Il tema è diventato caldo anche in Occidente ed è oggetto di riflessioni alla Federal Reserve al Fondo Monetario Internazionale, anche perché in questi anni molti profeti di sventura hanno dato il dollaro per morto  o moribondo, in conseguenza della perdita di peso degli Stati Uniti sul pil mondiale nonché della grande crisi finanziaria del 2008-2009.  Pochi giorni fa ai profeti si è unito Jack Dorsey, il fondatore di Twitter, sostenendo che bitcoin sostituirà il dollaro.  Le analisi serie dicono altro e convergono su alcune conclusioni di fondo. In sostanza, il dollaro è rimasto al centro del sistema degli scambi internazionali. Infatti, circa il 90 per cento delle transazioni sul mercato dei cambi vede  il dollaro come una delle due controparti; circa metà dei prestiti bancari internazionali è denominata in dollari (circa un terzo è in euro in gran parte fra paesi dell’eurozona) e un venti per cento in valute terze; quasi le stesse proporzioni si rilevano a proposito del ruolo del dollaro come valuta di fatturazione e come valuta di pagamento nel sistema Swift. 

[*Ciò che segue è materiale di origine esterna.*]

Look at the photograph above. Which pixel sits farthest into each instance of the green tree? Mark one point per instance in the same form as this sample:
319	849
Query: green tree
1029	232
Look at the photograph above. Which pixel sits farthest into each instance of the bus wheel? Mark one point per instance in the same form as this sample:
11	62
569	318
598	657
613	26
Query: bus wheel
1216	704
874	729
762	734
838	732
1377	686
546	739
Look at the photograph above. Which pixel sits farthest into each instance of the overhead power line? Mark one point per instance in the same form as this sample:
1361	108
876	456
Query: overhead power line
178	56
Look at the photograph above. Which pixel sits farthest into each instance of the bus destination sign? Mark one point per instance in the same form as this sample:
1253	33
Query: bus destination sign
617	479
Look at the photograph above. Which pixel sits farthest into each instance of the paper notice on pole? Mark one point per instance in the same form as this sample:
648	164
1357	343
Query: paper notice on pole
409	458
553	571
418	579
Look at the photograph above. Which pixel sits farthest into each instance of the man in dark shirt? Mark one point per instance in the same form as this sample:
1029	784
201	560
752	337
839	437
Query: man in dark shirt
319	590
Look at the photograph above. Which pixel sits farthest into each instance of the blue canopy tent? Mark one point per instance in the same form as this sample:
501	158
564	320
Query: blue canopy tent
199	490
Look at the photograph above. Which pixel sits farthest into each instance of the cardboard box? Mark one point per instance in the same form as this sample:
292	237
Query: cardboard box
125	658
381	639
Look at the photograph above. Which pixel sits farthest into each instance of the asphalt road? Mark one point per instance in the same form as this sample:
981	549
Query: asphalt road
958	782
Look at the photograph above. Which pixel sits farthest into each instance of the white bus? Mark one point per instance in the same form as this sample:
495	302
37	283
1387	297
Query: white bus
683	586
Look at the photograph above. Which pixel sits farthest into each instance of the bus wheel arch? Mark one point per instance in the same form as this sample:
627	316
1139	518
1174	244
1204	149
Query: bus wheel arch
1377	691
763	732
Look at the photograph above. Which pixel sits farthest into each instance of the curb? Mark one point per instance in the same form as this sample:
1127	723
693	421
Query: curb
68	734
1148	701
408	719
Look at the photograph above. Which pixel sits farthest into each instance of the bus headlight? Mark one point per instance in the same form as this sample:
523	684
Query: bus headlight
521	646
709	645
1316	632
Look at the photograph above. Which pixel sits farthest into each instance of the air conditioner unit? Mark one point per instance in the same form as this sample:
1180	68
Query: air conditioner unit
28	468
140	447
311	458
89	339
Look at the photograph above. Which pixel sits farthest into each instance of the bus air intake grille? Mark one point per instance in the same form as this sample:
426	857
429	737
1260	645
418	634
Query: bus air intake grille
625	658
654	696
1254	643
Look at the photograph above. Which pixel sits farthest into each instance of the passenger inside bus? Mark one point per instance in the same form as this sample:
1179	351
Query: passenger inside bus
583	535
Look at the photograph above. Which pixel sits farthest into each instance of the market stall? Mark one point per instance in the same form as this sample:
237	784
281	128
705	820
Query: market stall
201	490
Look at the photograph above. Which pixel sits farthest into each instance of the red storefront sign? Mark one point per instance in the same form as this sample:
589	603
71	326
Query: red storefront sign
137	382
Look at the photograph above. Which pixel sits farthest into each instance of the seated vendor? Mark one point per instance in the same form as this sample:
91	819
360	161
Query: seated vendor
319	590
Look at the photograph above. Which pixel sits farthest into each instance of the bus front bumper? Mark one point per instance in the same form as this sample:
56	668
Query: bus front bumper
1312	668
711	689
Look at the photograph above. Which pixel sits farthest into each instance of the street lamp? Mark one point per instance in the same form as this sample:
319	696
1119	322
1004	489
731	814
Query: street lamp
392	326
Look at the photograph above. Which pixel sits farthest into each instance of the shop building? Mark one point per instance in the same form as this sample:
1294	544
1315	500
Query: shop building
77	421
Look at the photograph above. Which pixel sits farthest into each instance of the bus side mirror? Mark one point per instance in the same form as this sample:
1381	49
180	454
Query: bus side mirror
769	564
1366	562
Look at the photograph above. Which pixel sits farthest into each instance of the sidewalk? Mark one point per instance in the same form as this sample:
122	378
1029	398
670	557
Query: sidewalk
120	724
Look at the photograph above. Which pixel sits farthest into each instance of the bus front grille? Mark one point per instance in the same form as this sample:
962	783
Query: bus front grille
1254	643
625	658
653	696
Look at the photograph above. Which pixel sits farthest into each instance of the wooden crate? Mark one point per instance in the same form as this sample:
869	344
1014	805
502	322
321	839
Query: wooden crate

E’ vero che negli ultimi vent’anni, il dollaro è sceso leggermente nelle riserve delle banche centrali, dal 70 al 60 per cento. Ma ciò non è avvenuto a vantaggio della valuta cinese  e neanche dell’euro -che rimane attorno al 20 per cento. E’ invece cresciuto il peso  di valute considerate minori, ma molto stabili, come il dollaro canadese, la corona svedese e il won sud-coreano. La valuta cinese conta solo per il 2 per cento delle riserve mondiali e un terzo di questo 2 per cento è detenuto dalla Russia. Lo yuan non può ambire a sostituire il dollaro perché non è pienamente convertibile, perché in Cina i movimenti di capitali  sono soggetti a controlli stringenti, perché il paese è molto lontano dal rispettare i diritti di proprietà, perché manca un mercato dei capitali spesso e liquido paragonabile a quello dei Treasuries americani. 


Inoltre, occorre tenere conto che il ruolo del dollaro è maggiore del suo peso nelle riserve mondiali perché molti paesi lo usano per ancorare il valore delle loro monete, come l’Europa faceva con il marco tedesco fino alla creazione della moneta unica. Si stima che circa il 50 per cento del pil mondiale (al netto degli Stati Uniti) sia prodotto in paesi le cui valute sono legate al dollaro. Persino la Cina di fatto usa il dollaro come àncora. In teoria, la Cina cerca di stabilizzare il cambio dello yuan rispetto a un paniere di valute. Tuttavia più di metà di queste valute hanno come riferimento il dollaro, il che comporta che di fatto i movimenti dello yuan rispetto al dollaro sono tipicamente piuttosto contenuti. Infine, vi è consenso fra gli analisti che il Bitcoin e le altre cripto assets non hanno le caratteristiche minime, in termini di stabilità e fiducia, che sono necessarie per diventare valute di riserva.


In sostanza, per ora non si vedono alternative possibili al dollaro. L’idea di lanciare una valuta mondiale costruendo un paniere con le sole monete dei Brics ha ben poche speranze di successo, anche perché si tratta di paesi diversissimi, non tutti stabili, con pochissimi scambi fra di loro e tutti con controlli sui capitali. L’annuncio della morte del dollaro è largamente prematura ed è molto improbabile che  la guerra in Ucraina possa cambiare questo scenario.